Ecco allora che i chiostri dell’abbazia si aprono su paesaggi innevati, che i volti dei monaci sembrano scolpiti nella pietra e nei pensieri. Che ci sono anche le visioni oniriche, inquietanti e teatrali popolate di demoni e peccatori: le allucinazioni della fede e del peccato.
Gli stessi marginalia, le piccole decorazioni dei manoscritti medievali appaiono nel lavoro di Manara figli di un tempo di fervore e di grande immaginazione.

milo manara

La fedeltà al testo e la libertà del segno

Nelle sue tavole, che pure hanno dovuto tagliare parti, per lo più descrittive, del lunghissimo romanzo, non c’è una parola che non sia del suo autore originario, Umberto Eco. L’adattamento è straordinariamente fedele.
Ma dentro quella fedeltà si muove la libertà del disegno, che interpreta, sintetizza e aggiunge silenzi dove le parole non bastano.
La struttura “a scatole cinesi” del romanzo trova un corrispettivo visivo nella stratificazione grafica dell’opera: tre stili differenti che dialogano tra loro – il rilievo delle sculture, la miniatura dei codici, la narrazione più classica per Adso.
Il risultato è un fumetto che è anche un saggio visivo e un atto d’amore verso la letteratura.

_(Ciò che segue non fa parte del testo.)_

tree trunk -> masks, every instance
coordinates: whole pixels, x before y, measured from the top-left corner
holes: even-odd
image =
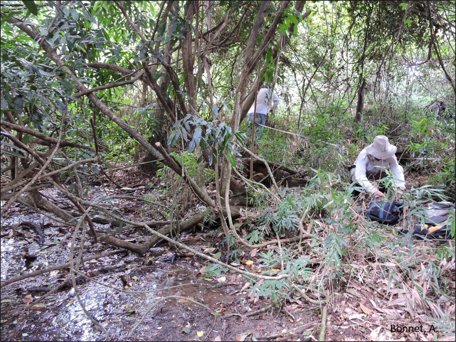
[[[366,87],[366,80],[363,80],[363,84],[358,90],[358,104],[356,106],[356,116],[355,120],[358,123],[361,122],[361,114],[364,106],[364,88]]]

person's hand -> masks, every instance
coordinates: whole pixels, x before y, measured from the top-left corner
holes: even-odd
[[[396,193],[396,194],[394,195],[394,200],[397,201],[400,198],[400,195],[404,194],[404,191],[400,189],[395,189],[394,192]]]
[[[373,194],[375,196],[378,196],[379,197],[385,197],[385,194],[383,194],[381,191],[380,191],[379,190],[377,190],[377,191],[376,191],[375,192],[374,192],[373,193]]]

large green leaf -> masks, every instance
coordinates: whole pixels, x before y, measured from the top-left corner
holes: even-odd
[[[38,7],[36,7],[36,4],[35,3],[35,1],[24,1],[22,2],[32,14],[38,16]]]

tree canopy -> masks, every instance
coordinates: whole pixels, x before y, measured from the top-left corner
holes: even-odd
[[[454,201],[453,1],[2,0],[1,11],[2,215],[21,204],[140,255],[170,232],[217,221],[225,261],[299,231],[290,241],[313,239],[336,269],[354,230],[346,168],[380,134],[437,189],[414,184],[411,203]],[[252,145],[245,118],[265,84],[280,103]],[[171,200],[166,220],[136,222],[107,194],[89,200],[95,186],[124,187],[109,174],[119,160],[145,163],[136,167],[166,180],[173,200],[191,194],[193,211],[180,216],[188,206]],[[148,198],[138,200],[155,205]],[[248,218],[252,205],[264,215]],[[333,234],[311,233],[319,217]],[[118,235],[98,231],[108,223]],[[129,242],[124,225],[150,236]],[[265,276],[279,282],[265,294],[295,288],[280,282],[299,265]]]

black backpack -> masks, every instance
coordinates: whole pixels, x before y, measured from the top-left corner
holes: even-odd
[[[452,240],[452,223],[448,222],[449,211],[454,210],[454,204],[449,202],[430,204],[423,213],[424,224],[422,225],[420,223],[415,225],[412,234],[418,239],[436,240],[440,243]],[[404,231],[404,234],[407,232]]]
[[[391,201],[374,197],[369,204],[364,215],[373,221],[394,225],[399,222],[400,214],[399,208],[403,204],[402,199]]]

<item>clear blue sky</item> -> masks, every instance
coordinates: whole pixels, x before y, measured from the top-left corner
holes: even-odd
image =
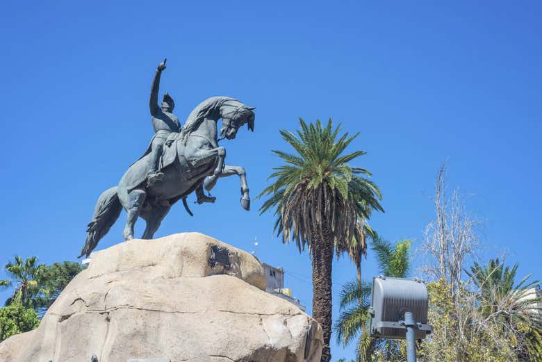
[[[176,205],[158,236],[197,231],[248,251],[257,237],[258,256],[295,273],[286,283],[310,313],[309,259],[272,235],[254,197],[278,165],[270,150],[285,147],[278,130],[333,117],[361,132],[350,149],[368,152],[355,165],[384,192],[372,220],[381,235],[419,245],[448,160],[450,186],[486,220],[480,257],[507,250],[520,275],[542,279],[539,2],[110,2],[3,5],[0,263],[75,260],[97,197],[152,136],[150,83],[167,57],[161,90],[180,119],[213,95],[257,108],[254,133],[224,143],[253,203],[243,210],[238,179],[222,179],[215,204],[193,205],[191,218]],[[99,247],[121,241],[124,222]],[[377,272],[370,254],[363,272]],[[336,300],[354,276],[335,263]],[[331,347],[334,360],[354,356]]]

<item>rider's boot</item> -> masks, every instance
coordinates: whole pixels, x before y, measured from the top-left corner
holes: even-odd
[[[204,202],[213,203],[216,200],[214,196],[207,196],[203,190],[203,185],[199,185],[196,189],[196,196],[197,197],[197,203],[200,205]]]
[[[151,171],[147,175],[147,186],[152,186],[157,181],[161,181],[164,179],[163,172],[158,172],[156,171]]]

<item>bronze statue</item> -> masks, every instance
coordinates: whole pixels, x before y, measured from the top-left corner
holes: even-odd
[[[196,107],[182,129],[172,114],[173,99],[166,93],[161,107],[158,92],[165,60],[160,63],[151,91],[150,108],[156,134],[145,154],[133,163],[117,186],[104,191],[98,199],[94,217],[88,224],[87,238],[81,255],[88,256],[119,217],[122,208],[127,212],[122,236],[133,238],[138,217],[147,222],[142,238],[151,239],[172,205],[196,191],[198,203],[213,202],[204,195],[220,177],[237,174],[241,183],[241,206],[250,208],[250,197],[245,169],[224,163],[226,149],[218,145],[224,138],[233,140],[240,127],[254,128],[254,107],[229,97],[213,97]],[[222,119],[220,138],[217,124]],[[191,214],[191,213],[190,213]]]

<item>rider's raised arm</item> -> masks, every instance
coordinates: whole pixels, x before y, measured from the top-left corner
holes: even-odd
[[[151,87],[151,99],[149,101],[149,108],[151,110],[151,115],[156,113],[160,107],[158,104],[158,92],[160,88],[160,76],[162,74],[162,71],[165,69],[165,61],[161,63],[156,68],[156,73],[154,74],[154,78],[152,80],[152,86]]]

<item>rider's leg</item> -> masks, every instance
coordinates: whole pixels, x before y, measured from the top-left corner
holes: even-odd
[[[122,232],[122,236],[124,240],[131,240],[133,238],[133,227],[136,222],[138,221],[138,217],[143,206],[147,194],[142,190],[133,190],[128,194],[129,204],[126,208],[127,215],[126,218],[126,226]]]
[[[152,185],[157,181],[161,181],[164,177],[164,174],[158,172],[158,163],[160,163],[160,156],[162,156],[165,139],[161,135],[156,135],[151,143],[151,153],[149,158],[149,170],[147,179],[149,186]]]

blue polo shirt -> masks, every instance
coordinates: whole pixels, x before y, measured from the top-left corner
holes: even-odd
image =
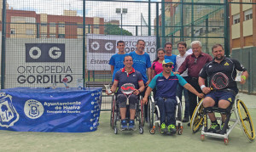
[[[165,59],[170,59],[172,63],[173,63],[173,69],[172,69],[172,71],[175,71],[175,67],[176,67],[176,57],[177,55],[175,54],[172,54],[172,56],[167,56],[167,55],[165,55]]]
[[[152,79],[148,87],[152,89],[156,87],[155,98],[175,99],[177,83],[184,86],[188,82],[180,75],[174,75],[172,72],[166,79],[161,72]]]
[[[143,81],[142,74],[139,71],[135,70],[134,68],[132,68],[132,70],[130,73],[127,73],[125,68],[115,73],[114,81],[119,82],[118,87],[121,88],[121,86],[125,83],[132,83],[134,84],[135,88],[138,89],[138,82]],[[118,93],[122,93],[120,89],[118,90]]]
[[[144,53],[143,55],[139,55],[136,53],[136,51],[133,51],[130,53],[129,55],[131,56],[133,59],[132,67],[141,72],[145,84],[148,82],[147,69],[151,67],[149,54]]]
[[[115,73],[119,71],[120,69],[122,69],[123,67],[125,67],[124,59],[127,55],[128,53],[125,53],[125,54],[116,53],[110,58],[109,65],[113,66],[113,79],[112,79],[113,82],[114,79]]]

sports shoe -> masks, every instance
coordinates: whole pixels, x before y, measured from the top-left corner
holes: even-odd
[[[183,122],[189,122],[189,117],[184,117],[183,119]]]
[[[127,121],[126,120],[122,120],[121,121],[121,128],[122,130],[127,129]]]
[[[134,120],[130,120],[130,121],[129,121],[129,129],[131,129],[131,130],[134,129]]]
[[[216,133],[216,131],[219,130],[219,129],[220,129],[220,127],[219,127],[219,124],[218,124],[218,122],[212,122],[212,126],[208,129],[208,132]]]
[[[166,133],[167,132],[167,129],[166,129],[166,126],[165,122],[163,122],[161,124],[160,132],[161,132],[161,133]]]
[[[168,126],[168,132],[172,134],[176,133],[176,127],[175,125],[169,125]]]

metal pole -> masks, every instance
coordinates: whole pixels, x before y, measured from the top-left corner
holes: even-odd
[[[194,41],[194,0],[191,1],[191,42]]]
[[[180,36],[181,36],[181,41],[184,41],[184,23],[183,23],[183,20],[184,20],[184,16],[183,16],[183,9],[184,9],[184,7],[183,7],[183,1],[182,0],[181,1],[181,31],[180,31]]]
[[[161,9],[161,14],[162,14],[162,46],[164,47],[166,43],[166,6],[165,6],[165,0],[162,0],[161,2],[162,4],[162,9]]]
[[[159,37],[159,3],[156,3],[156,48],[160,47]]]
[[[151,1],[148,0],[148,36],[151,36],[151,13],[150,13],[150,4],[151,3]]]
[[[208,18],[209,18],[209,16],[207,15],[207,19],[206,19],[206,36],[207,36],[207,38],[206,38],[206,53],[210,53],[209,48],[208,48],[208,45],[209,45],[209,40],[208,40],[209,19]]]
[[[121,35],[123,35],[123,14],[121,13]]]
[[[230,6],[228,0],[224,1],[224,50],[225,55],[230,57]]]
[[[2,14],[2,57],[1,57],[1,89],[4,88],[5,79],[5,23],[6,23],[6,0],[3,0],[3,14]]]
[[[85,83],[85,0],[83,0],[83,79]]]

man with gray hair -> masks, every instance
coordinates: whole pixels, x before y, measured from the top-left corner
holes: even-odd
[[[202,67],[208,62],[212,60],[211,55],[201,52],[201,43],[200,41],[194,41],[191,42],[191,48],[193,53],[187,56],[184,62],[179,67],[177,74],[183,73],[188,69],[188,82],[194,87],[198,93],[202,93],[198,84],[198,76]],[[190,119],[193,112],[197,104],[197,97],[194,93],[189,92],[189,115]],[[199,99],[200,101],[200,99]],[[190,126],[189,123],[188,126]]]

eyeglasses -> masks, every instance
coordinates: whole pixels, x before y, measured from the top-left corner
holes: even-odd
[[[197,62],[197,58],[195,58],[194,64],[196,64],[196,62]]]
[[[168,67],[172,68],[172,65],[165,65],[164,66],[165,66],[166,68],[168,68]]]

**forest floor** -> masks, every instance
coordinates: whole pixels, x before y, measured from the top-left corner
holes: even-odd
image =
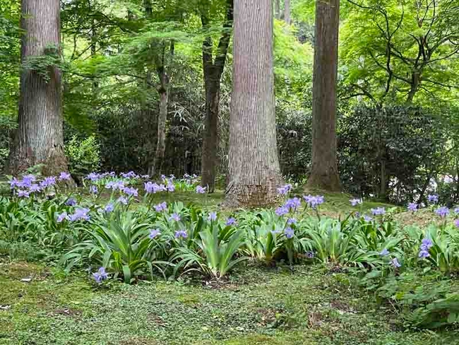
[[[252,263],[225,283],[97,286],[3,262],[0,344],[458,344],[453,332],[403,331],[391,308],[377,306],[354,279],[320,265],[292,273]]]
[[[325,197],[321,213],[356,211],[347,194]],[[210,209],[223,197],[174,194]],[[391,207],[365,202],[359,211],[377,206]],[[395,216],[424,223],[431,213]],[[0,257],[0,344],[458,344],[457,332],[403,330],[393,308],[377,305],[355,278],[319,264],[292,272],[251,262],[224,282],[100,286],[88,276]]]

L’arte di un “veronese” universale

Nato a Luson, in Alto Adige, ma cresciuto a Verona, dove vive da sempre, Manara è a tutti gli effetti un artista veneto.
Il suo sguardo insieme sensuale e ironico, colto e popolare,  affonda le radici in una terra di pittura, di corpi e di luce.
Dopo gli esordi tra i fumetti neri e d’avventura, ha conosciuto il successo internazionale con Il Gioco (1,2 e 3) e con il personaggio di Giuseppe Bergman, alter ego attraverso il quale riflette sul senso stesso dell’arte e dell’autore.
Negli anni Settanta incontrò Hugo Pratt: tra i due nacque un’amicizia profonda e un dialogo artistico continuo, che influenzò molte delle opere successive di Manara: con lui ha condiviso la passione per l’avventura e per l’umanità dei personaggi.
Non meno importante è stato il legame con Federico Fellini, con il quale ha collaborato a Viaggio a Tulum e a Il viaggio di G. Mastorna detto Fernet, due progetti che fondono sogno, cinema e fumetto in un linguaggio unico.
Fellini vedeva in Manara “un poeta del disegno”, capace di dare corpo ai sogni e ai desideri.

Manara Secret Gardens Felliniana @ Francesco Del Zotto

Un autore che attraversa generi e confini

Dagli anni Settanta a oggi, Manara ha spaziato dal fumetto erotico alla letteratura illustrata, dai classici (L’asino d’oro, Kamasutra) ai biografici (Caravaggio), fino alle collaborazioni internazionali con Neil Gaiman per Sandman – Notti Eterne e con Chris Claremont per gli X-Men.
Ha portato nel fumetto italiano un linguaggio pittorico raffinato, riconoscibile: il suo segno è morbido, ma preciso; la sua linea racconta il desiderio come energia vitale, mai volgare, sempre curiosa.

Un maestro che continua a cercare

Dopo Ascoli, la mostra approderà a Milano, mentre il secondo volume del fumetto uscirà a fine novembre.
Intanto, Manara ha appena firmato il Calendario 2026 – Gulliveriana, pubblicato da Comicon Edizioni: un ritorno a una delle sue opere più amate, trent’anni dopo, in coincidenza con i tre secoli del romanzo di Swift.
A ottant’anni, il maestro veronese continua a lavorare come sempre a fatto: con curiosità, rigore e ironia.
Forse è proprio questa la sua grandezza: aver trasformato il desiderio in linguaggio e il disegno in una forma di conoscenza che non si arresta mai.